During the parliamentary debates in 1985 and 1989, several MPs suggested that section 71, pertaining to rehabilitation needs to be more nuanced – with certain obligations placed on the government to introduce the necessary medical establishments and facilities. There were several suggestions for operationalising the provision, which included making necessary budgetary allocations, setting up boards to oversee rehabilitation mechanisms, collaborating with the Ministry of Social Justice and Welfare to ensure effective rehabilitation, etc. Subsequently, attention towards institutional support for rehabilitation dwindled. The measures and recommendations made earlier were not followed through either.

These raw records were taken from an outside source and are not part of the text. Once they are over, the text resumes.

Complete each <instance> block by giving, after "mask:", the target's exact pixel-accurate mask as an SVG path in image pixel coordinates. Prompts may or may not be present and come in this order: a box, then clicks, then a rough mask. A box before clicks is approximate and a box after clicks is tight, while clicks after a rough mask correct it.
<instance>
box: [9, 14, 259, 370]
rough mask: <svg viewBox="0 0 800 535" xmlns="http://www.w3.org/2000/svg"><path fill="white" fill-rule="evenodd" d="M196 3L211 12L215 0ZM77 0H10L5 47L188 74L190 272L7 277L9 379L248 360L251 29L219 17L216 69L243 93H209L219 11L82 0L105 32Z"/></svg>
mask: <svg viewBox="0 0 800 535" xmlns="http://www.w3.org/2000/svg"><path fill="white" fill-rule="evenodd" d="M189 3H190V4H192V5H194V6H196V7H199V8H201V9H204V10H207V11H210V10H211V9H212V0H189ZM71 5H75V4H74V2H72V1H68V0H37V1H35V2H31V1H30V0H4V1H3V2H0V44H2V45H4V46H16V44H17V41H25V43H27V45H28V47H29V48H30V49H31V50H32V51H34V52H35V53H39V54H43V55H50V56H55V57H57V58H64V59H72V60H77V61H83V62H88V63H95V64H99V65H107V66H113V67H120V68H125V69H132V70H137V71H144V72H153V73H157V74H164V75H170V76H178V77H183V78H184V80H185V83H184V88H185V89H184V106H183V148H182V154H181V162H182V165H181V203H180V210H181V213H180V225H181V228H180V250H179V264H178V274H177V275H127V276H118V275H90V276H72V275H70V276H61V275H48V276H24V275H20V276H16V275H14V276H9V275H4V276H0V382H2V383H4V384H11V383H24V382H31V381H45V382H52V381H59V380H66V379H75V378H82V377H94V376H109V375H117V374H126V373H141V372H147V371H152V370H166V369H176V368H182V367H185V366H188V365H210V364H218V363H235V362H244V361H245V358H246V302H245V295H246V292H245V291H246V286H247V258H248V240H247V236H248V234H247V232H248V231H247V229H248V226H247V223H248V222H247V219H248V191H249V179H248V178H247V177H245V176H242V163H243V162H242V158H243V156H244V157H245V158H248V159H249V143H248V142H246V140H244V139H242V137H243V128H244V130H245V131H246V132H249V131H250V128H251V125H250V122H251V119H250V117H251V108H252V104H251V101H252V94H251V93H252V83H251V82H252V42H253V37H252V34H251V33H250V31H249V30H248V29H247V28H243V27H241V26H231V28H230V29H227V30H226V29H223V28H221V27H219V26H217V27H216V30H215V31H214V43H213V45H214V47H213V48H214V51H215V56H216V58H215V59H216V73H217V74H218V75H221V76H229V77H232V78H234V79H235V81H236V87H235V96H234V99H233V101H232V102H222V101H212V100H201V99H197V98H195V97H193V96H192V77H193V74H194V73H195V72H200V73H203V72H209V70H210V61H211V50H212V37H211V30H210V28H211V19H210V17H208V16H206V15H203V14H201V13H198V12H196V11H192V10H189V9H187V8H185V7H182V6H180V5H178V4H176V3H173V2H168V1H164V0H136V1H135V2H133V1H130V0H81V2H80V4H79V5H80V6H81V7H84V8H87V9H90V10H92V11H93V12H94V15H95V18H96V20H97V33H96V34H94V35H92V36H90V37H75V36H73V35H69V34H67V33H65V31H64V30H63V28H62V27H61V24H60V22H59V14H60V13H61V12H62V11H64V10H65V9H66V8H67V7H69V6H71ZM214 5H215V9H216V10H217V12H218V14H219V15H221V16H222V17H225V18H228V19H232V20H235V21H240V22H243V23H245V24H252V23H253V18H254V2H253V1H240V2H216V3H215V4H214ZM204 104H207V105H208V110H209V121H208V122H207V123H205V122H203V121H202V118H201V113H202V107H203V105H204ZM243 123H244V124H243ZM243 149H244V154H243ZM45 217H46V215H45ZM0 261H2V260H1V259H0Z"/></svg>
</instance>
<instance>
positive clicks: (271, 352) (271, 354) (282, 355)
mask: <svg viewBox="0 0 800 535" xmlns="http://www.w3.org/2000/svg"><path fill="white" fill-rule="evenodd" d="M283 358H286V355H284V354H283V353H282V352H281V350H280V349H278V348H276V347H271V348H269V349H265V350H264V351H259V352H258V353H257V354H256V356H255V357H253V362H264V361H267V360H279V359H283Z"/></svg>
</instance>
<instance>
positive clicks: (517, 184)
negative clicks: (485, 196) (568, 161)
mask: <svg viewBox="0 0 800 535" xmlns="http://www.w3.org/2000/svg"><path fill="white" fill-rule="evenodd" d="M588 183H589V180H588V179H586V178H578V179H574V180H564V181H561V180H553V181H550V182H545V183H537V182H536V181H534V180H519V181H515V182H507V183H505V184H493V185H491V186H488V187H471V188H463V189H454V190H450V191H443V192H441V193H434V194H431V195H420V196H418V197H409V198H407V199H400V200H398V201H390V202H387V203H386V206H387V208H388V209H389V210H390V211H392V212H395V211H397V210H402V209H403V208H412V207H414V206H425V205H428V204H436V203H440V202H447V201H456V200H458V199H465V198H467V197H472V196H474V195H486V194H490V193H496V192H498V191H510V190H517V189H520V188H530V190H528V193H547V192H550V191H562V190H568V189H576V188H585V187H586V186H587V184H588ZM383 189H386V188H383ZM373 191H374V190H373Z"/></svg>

The debates surrounding the recent amendments indicate that the idea of rehabilitation has been significantly marginalised, although several states, primarily Punjab are in critical need of state-led intervention through social reform initiatives. It was only in 2014, after drug abuse in Punjab gained nation wide notoriety, that the state government set up 28 rehabilitation centres under the Central scheme provided by the Ministry of Social Justice.

Further, the debates tend to centralise both the drug problem and the suggested solutions. Most of the discussions have revolved around the facilities available and institutions set up in Delhi. Even in 1985, it was no uncertain fact that there were several porous border regions, which were problematic transit routes. They required constant monitoring, but this was unfortunately neglected at the policy level.


On the aspect of rehabilitation, the apathy and redundancy of the NDPS Act has been writ large. The inadequacy of accompanying institutional mechanisms – in terms of training of the judiciary, essential rehabilitation systems, etc – has rendered the reformatory objective of the statute nugatory. This, coupled with the problematic implementation of the legislation by multiple authorities and the absence of government established rehab programmes, has hindered effective implementation of the statute. The Act has not only been excessive and abusive, but has also cast a huge burden on the criminal justice system because of its structural defects. If the government is serious about reforming the criminal justice system, reform of the NDPS Act is a necessary first step.

Neha Singhal is a Senior Resident Fellow and Sakshi is a Research Fellow at the Vidhi Centre for Legal Policy, New Delhi.